Researchers from the National Institute of Standards and Technology (NIST) and California Institute of Technology (Caltech) have demonstrated a new design for an atomic clock that is based on a chip-scale frequency comb, or a microcomb.
The microcomb clock, featured on the cover of the inaugural issue of the new journal Optica, is the first demonstration of all-optical control of the microcomb, and its accurate conversion of optical frequencies to lower microwave frequencies. (Optical frequencies are too high to count; microwave frequencies can be counted with electronics.)
The new clock architecture might eventually be used to make portable tools for calibrating frequencies of advanced telecommunications systems or providing microwave signals to boost stability and resolution in radar, navigation and scientific instruments. The technology also has potential to combine good timekeeping precision with very small size. The comb clock might be a component of future "NIST on a chip" technologies offering multiple measurement methods and standards in a portable form.
"The microcomb clock is one way we might get precision frequency metrology tools out of the lab and into real-world settings," NIST physicist Scott Diddams says.
Frequency combs produce precisely defined colors, or frequencies, of light that are evenly spaced throughout the comb's range. (The name comes from the spectrum's resemblance to the teeth of a pocket comb.) The original combs required relatively large lasers that produced rapid, extremely short pulses of light, but more recently NIST and other laboratories have developed much smaller microcombs.
A microcomb generates its set of frequencies from light that gets trapped in the periphery of a tiny silica glass disk, looping around and around the perimeter. These combs can be astonishingly stable. NIST has an ongoing collaboration in this area with Caltech researchers, who made the 2-millimeter-wide silica disk that generates the frequency comb for the new clock.
The new microcomb clock uses a laser to excite the Caltech disk to generate a frequency comb, broadens the spectrum using nonlinear fiber, and stabilizes two comb teeth (individual frequencies) to energy transitions in rubidium atoms that "tick" at optical frequencies. (Conventional rubidium atomic clocks operate at much lower microwave frequencies.) The comb converts these optical frequency ticks to the microwave domain.
Thanks to the gear-like properties of the disk and the comb, the output is also 100 times more stable than the intrinsic ticking of the rubidium atoms. According to Diddams, "A simple analogy is that of a mechanical clock: The rubidium atoms provide stable oscillations—a pendulum—and the microcomb is like a set of gears that synthesizes optical and microwave frequencies."
The center of the comb spectrum is locked to an infrared laser operating at 1560 nanometers, a wavelength used in telecommunications.
NIST researchers have not yet systematically analyzed the microcomb clock's precision. The prototype uses a tabletop-sized rubidium reference. The scientists expect to reduce the instrument size by switching to a miniature container of atoms like that used in NIST's original chip-scale atomic clock. Scientists also hope to find a more stable atomic reference.
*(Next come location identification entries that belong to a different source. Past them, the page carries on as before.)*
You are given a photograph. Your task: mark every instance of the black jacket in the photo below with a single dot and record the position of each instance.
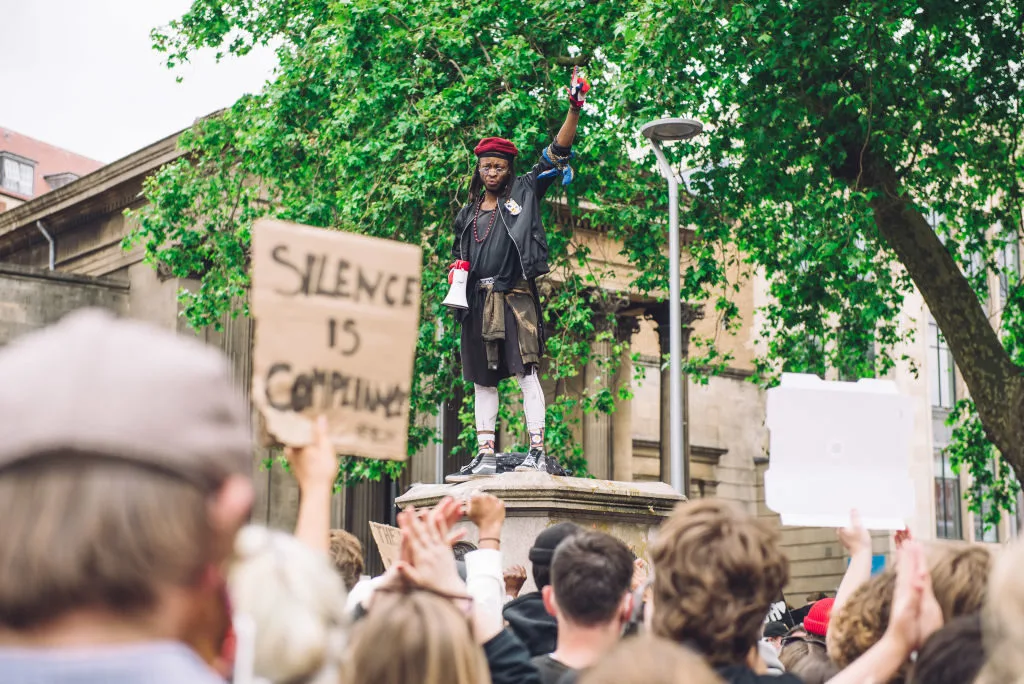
(525, 228)
(529, 621)
(509, 661)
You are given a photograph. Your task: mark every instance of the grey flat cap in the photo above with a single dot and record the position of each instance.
(117, 388)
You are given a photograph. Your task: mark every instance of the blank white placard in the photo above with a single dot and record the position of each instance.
(836, 446)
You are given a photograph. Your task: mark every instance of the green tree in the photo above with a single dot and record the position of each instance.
(838, 128)
(835, 130)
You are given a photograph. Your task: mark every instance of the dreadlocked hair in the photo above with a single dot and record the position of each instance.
(476, 187)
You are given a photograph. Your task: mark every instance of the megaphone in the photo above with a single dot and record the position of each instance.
(458, 276)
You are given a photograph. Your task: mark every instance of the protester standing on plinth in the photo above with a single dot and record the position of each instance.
(501, 237)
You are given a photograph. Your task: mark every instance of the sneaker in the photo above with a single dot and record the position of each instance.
(466, 471)
(550, 465)
(531, 463)
(509, 461)
(487, 465)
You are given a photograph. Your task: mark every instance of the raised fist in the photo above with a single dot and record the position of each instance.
(579, 87)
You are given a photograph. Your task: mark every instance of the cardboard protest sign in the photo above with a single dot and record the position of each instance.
(837, 446)
(337, 318)
(388, 541)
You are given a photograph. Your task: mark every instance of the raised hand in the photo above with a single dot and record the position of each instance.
(855, 538)
(579, 87)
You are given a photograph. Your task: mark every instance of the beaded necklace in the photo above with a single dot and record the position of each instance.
(494, 215)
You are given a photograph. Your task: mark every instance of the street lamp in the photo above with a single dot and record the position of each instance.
(656, 132)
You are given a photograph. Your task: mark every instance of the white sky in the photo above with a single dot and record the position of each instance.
(82, 75)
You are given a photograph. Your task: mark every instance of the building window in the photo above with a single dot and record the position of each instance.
(947, 500)
(16, 173)
(982, 531)
(1009, 261)
(942, 370)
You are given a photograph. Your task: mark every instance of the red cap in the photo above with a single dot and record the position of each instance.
(496, 147)
(817, 617)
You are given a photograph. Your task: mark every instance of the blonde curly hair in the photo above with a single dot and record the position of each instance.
(295, 600)
(960, 574)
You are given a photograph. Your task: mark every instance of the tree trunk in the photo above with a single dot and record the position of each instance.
(995, 383)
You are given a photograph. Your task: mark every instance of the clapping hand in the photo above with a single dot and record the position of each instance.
(915, 612)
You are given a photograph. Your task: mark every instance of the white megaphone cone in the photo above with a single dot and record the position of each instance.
(457, 293)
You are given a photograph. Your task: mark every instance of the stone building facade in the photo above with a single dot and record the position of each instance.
(728, 440)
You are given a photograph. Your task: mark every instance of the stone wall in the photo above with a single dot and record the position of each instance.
(33, 298)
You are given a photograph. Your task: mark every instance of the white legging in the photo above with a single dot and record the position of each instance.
(485, 403)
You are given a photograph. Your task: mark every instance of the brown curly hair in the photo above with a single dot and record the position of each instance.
(960, 579)
(346, 554)
(717, 570)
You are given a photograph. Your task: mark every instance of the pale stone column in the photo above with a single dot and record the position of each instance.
(622, 420)
(597, 425)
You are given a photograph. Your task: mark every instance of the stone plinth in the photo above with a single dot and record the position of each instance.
(536, 501)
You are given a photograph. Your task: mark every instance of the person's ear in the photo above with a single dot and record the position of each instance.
(548, 594)
(626, 607)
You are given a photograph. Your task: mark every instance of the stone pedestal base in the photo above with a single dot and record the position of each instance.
(536, 501)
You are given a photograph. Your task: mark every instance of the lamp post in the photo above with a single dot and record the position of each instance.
(656, 132)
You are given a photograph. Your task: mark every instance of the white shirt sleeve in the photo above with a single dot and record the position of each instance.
(485, 584)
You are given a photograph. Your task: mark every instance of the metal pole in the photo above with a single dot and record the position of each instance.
(678, 474)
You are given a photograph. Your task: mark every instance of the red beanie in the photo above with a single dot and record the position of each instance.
(496, 147)
(817, 617)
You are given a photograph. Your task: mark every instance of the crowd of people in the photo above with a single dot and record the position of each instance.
(126, 558)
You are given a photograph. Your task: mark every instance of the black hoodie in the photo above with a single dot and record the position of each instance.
(529, 621)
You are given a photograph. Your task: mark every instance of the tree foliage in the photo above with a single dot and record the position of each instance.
(835, 131)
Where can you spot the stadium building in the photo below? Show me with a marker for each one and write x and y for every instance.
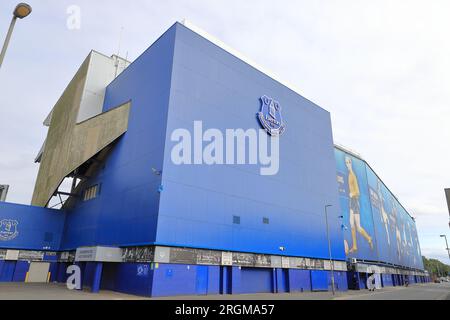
(193, 171)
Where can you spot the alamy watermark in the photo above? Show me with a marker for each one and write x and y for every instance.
(73, 21)
(228, 147)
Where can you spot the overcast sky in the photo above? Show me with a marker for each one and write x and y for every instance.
(382, 69)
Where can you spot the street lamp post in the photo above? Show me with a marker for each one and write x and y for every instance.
(21, 11)
(446, 243)
(329, 250)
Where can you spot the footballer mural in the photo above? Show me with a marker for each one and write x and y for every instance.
(376, 226)
(359, 239)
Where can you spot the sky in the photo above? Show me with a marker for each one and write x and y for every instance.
(381, 68)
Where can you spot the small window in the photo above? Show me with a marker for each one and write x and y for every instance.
(48, 237)
(91, 193)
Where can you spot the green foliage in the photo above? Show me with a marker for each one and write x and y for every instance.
(435, 267)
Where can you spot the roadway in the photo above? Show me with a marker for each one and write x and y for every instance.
(24, 291)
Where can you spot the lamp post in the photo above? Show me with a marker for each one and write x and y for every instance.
(21, 11)
(446, 243)
(329, 250)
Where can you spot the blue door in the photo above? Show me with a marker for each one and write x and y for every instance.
(202, 280)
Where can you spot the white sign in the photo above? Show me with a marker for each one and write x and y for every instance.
(98, 254)
(285, 263)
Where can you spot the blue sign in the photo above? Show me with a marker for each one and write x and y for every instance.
(270, 116)
(142, 270)
(8, 230)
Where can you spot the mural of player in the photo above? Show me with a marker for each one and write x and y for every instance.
(395, 228)
(355, 213)
(384, 215)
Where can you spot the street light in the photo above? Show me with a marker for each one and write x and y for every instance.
(21, 11)
(446, 243)
(329, 250)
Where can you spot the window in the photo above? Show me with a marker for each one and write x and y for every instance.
(48, 237)
(91, 193)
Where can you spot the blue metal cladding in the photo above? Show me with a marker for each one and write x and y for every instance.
(126, 211)
(198, 202)
(29, 227)
(363, 229)
(319, 280)
(392, 229)
(20, 271)
(131, 278)
(299, 280)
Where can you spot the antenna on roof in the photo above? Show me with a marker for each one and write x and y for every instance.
(120, 40)
(118, 52)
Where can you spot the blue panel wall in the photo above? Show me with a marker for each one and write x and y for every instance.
(7, 270)
(175, 280)
(32, 228)
(214, 280)
(361, 247)
(319, 280)
(382, 218)
(199, 201)
(20, 271)
(387, 280)
(299, 280)
(131, 278)
(126, 211)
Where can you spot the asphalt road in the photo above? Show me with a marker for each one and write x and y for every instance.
(22, 291)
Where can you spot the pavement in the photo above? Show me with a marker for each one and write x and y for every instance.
(25, 291)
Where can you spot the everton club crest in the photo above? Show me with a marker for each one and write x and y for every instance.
(8, 230)
(270, 116)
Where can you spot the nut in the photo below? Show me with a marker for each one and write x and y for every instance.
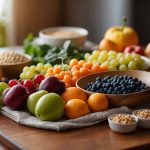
(123, 119)
(11, 57)
(143, 114)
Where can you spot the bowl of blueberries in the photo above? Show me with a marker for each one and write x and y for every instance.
(123, 88)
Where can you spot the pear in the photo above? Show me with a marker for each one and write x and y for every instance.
(33, 99)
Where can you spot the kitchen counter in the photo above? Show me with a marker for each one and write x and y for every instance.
(95, 137)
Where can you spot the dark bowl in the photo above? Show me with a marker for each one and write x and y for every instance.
(117, 100)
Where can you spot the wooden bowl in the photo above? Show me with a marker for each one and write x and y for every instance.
(12, 71)
(117, 100)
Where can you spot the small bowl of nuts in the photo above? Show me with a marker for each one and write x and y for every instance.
(143, 116)
(12, 63)
(122, 123)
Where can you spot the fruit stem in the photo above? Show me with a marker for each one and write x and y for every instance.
(124, 20)
(62, 63)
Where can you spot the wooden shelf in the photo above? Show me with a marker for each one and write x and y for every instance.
(95, 137)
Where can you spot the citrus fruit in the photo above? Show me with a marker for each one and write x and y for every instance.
(76, 108)
(97, 102)
(73, 93)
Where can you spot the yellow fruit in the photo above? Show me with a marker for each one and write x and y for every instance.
(98, 102)
(75, 108)
(73, 93)
(122, 35)
(106, 44)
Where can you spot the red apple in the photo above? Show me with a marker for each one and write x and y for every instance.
(134, 49)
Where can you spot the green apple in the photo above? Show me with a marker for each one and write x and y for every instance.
(3, 86)
(50, 107)
(33, 99)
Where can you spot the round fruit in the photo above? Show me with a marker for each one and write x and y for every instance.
(12, 82)
(98, 102)
(122, 36)
(3, 86)
(52, 84)
(76, 108)
(16, 97)
(39, 78)
(50, 107)
(107, 44)
(33, 99)
(73, 93)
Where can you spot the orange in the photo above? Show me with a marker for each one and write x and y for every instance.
(76, 108)
(73, 93)
(98, 102)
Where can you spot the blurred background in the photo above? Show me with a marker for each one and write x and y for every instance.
(20, 17)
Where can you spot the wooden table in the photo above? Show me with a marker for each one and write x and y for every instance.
(91, 138)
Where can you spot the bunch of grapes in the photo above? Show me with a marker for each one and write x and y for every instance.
(30, 72)
(116, 61)
(74, 71)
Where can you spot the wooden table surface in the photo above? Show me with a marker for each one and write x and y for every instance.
(91, 138)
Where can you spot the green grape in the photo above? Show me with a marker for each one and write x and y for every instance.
(33, 68)
(122, 61)
(106, 63)
(86, 56)
(95, 61)
(101, 59)
(104, 53)
(114, 62)
(47, 66)
(112, 68)
(128, 57)
(90, 59)
(119, 55)
(22, 76)
(132, 65)
(40, 66)
(29, 75)
(123, 67)
(25, 69)
(111, 58)
(136, 56)
(112, 54)
(95, 54)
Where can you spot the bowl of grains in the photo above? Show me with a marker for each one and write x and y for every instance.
(12, 63)
(122, 123)
(143, 116)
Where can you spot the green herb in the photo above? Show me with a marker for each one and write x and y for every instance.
(51, 54)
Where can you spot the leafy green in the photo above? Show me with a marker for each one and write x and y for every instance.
(51, 54)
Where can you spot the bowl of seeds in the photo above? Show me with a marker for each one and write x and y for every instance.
(12, 63)
(122, 123)
(143, 116)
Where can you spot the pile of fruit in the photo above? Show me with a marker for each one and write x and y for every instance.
(116, 61)
(117, 85)
(48, 88)
(50, 100)
(76, 69)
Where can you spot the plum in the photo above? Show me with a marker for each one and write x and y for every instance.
(52, 84)
(16, 97)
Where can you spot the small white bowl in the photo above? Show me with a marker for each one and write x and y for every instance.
(122, 128)
(142, 122)
(78, 40)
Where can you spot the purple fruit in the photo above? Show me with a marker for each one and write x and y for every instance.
(5, 92)
(16, 97)
(52, 84)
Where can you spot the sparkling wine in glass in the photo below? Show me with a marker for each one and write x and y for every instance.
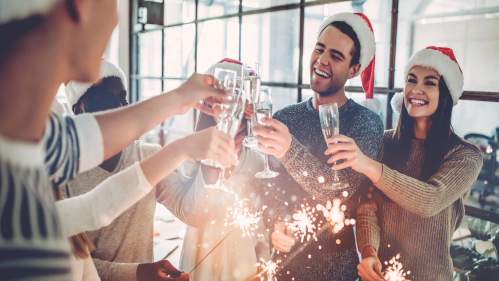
(252, 82)
(229, 123)
(263, 108)
(330, 125)
(225, 79)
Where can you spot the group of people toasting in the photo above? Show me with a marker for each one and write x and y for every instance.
(404, 187)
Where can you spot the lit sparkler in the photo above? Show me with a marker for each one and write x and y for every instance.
(335, 215)
(244, 219)
(394, 271)
(268, 268)
(304, 222)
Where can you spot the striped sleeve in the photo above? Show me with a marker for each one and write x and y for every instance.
(73, 145)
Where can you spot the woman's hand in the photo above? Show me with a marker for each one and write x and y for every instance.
(273, 139)
(282, 238)
(370, 266)
(212, 144)
(160, 271)
(198, 87)
(345, 148)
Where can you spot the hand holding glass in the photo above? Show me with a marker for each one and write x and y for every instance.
(330, 125)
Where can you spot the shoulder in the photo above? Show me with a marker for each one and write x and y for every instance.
(464, 150)
(142, 150)
(388, 134)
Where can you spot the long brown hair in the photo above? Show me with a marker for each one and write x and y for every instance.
(439, 140)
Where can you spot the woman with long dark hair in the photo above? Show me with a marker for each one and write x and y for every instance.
(424, 177)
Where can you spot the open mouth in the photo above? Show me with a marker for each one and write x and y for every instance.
(418, 102)
(321, 74)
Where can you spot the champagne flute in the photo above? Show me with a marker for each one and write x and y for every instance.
(225, 79)
(263, 108)
(252, 82)
(330, 125)
(229, 122)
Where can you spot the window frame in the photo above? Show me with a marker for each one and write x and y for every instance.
(389, 91)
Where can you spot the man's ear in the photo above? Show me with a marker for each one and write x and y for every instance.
(354, 69)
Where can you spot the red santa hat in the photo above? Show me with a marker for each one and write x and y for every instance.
(75, 90)
(441, 60)
(227, 63)
(11, 10)
(364, 31)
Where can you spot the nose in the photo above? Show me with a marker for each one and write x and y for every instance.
(418, 89)
(323, 59)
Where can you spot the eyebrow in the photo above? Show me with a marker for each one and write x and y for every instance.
(332, 50)
(427, 77)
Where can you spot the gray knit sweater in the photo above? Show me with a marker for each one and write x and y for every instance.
(295, 187)
(416, 218)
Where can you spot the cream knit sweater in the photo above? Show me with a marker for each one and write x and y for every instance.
(416, 219)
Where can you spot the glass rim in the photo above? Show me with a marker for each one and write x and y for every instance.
(328, 104)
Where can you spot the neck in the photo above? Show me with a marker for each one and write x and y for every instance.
(31, 75)
(338, 97)
(422, 127)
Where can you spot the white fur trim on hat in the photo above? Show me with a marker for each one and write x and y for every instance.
(75, 90)
(364, 34)
(444, 65)
(397, 102)
(22, 9)
(225, 65)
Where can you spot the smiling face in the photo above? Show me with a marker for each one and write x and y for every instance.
(330, 62)
(421, 92)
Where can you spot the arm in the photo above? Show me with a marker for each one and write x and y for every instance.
(184, 194)
(133, 121)
(368, 239)
(77, 144)
(100, 206)
(294, 156)
(367, 226)
(456, 174)
(103, 204)
(115, 271)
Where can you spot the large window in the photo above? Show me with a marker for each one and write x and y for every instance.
(281, 34)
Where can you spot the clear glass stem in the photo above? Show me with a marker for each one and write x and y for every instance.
(266, 163)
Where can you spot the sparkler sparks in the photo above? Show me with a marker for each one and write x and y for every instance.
(303, 223)
(394, 271)
(268, 268)
(244, 219)
(335, 214)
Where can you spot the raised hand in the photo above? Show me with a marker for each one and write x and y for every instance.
(212, 144)
(282, 238)
(346, 149)
(273, 139)
(160, 271)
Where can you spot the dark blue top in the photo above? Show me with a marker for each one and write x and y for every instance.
(306, 154)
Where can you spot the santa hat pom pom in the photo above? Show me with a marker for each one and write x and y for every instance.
(373, 104)
(397, 102)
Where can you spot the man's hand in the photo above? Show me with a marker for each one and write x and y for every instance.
(212, 144)
(282, 238)
(273, 139)
(370, 266)
(198, 87)
(159, 271)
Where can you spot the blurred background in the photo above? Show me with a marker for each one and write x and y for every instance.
(159, 44)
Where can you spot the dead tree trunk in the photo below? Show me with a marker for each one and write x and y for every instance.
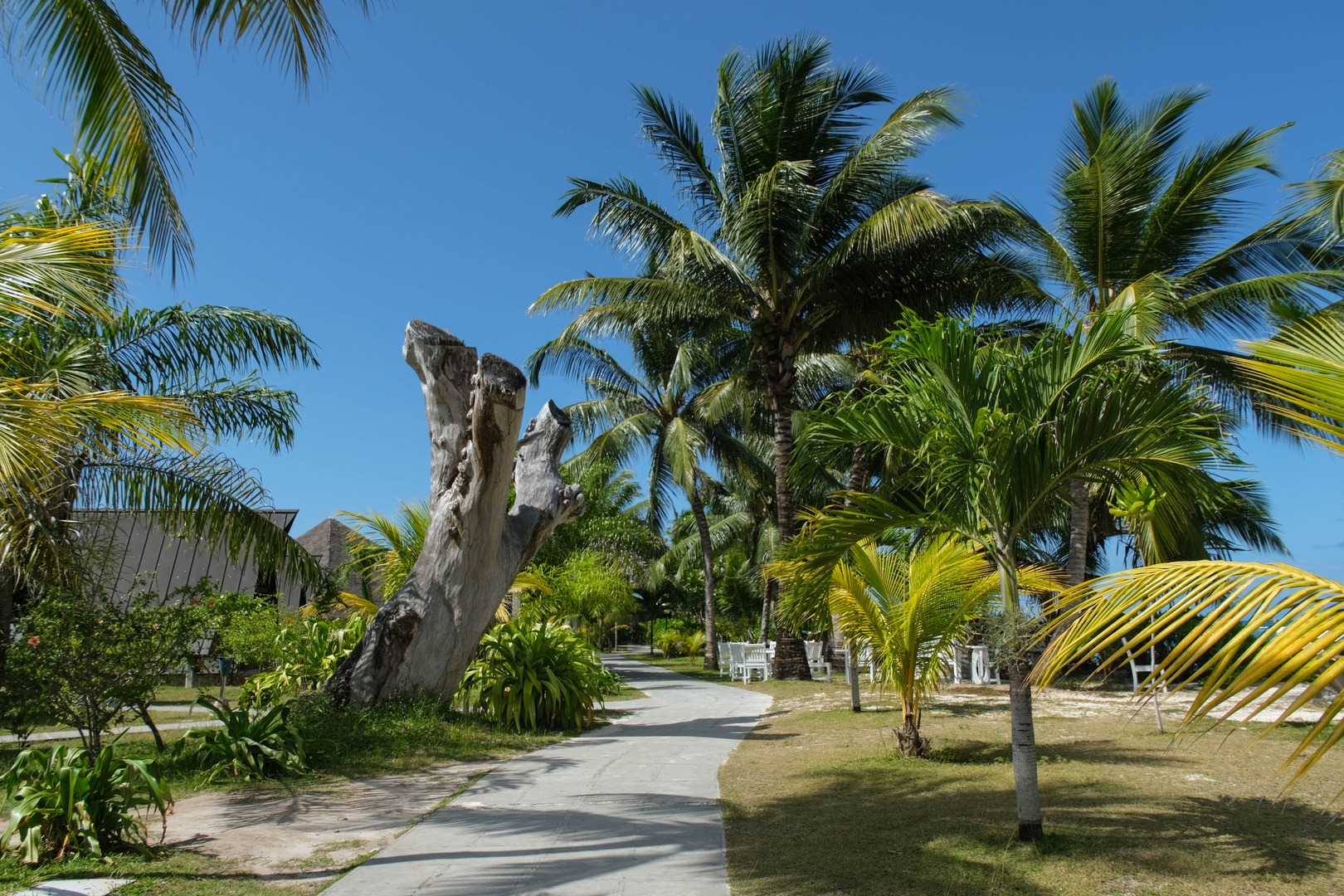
(425, 637)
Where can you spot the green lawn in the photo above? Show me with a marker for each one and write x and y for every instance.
(817, 801)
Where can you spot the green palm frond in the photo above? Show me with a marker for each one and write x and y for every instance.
(1301, 368)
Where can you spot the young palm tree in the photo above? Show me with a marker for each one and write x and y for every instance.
(806, 234)
(1147, 225)
(1254, 631)
(124, 113)
(908, 605)
(674, 409)
(990, 434)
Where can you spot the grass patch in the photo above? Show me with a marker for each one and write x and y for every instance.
(817, 801)
(169, 874)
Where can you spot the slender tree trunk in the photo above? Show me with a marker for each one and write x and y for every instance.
(1030, 826)
(791, 659)
(424, 638)
(702, 524)
(858, 480)
(143, 711)
(908, 739)
(1025, 754)
(7, 592)
(1079, 528)
(767, 605)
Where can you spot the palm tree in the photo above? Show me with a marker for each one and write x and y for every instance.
(1253, 631)
(1246, 635)
(990, 434)
(1146, 225)
(806, 236)
(124, 113)
(675, 409)
(908, 605)
(84, 347)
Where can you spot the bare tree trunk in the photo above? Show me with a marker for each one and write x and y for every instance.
(702, 524)
(791, 659)
(424, 638)
(1079, 527)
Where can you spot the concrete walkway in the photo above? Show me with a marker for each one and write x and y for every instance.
(629, 807)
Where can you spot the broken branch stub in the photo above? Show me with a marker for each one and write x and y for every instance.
(425, 637)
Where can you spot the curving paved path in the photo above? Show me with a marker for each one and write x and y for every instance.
(629, 807)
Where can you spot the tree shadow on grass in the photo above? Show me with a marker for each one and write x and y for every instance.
(949, 830)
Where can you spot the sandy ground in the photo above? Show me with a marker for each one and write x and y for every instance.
(314, 832)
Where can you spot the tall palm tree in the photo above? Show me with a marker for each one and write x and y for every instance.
(908, 605)
(88, 345)
(806, 234)
(93, 69)
(1246, 635)
(1144, 223)
(675, 409)
(990, 436)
The microcomb chip was made by use of conventional semiconductor fabrication techniques and, therefore, could be mass produced and integrated with other chip-scale components such as lasers and atomic references. NIST researchers expect that, with further research, the microcomb clock architecture can achieve substantially better performance in the future.
The research is supported in part by the Defense Advanced Research Projects Agency and National Aeronautics and Space Administration.
S.B. Papp, K. Beha, P. Del'haye, F. Quinlan, H. Lee, K.J. Vahala and S.A. Diddams. A microresonator frequency comb optical clock. Optica 1, 10-14. July 22, 2014.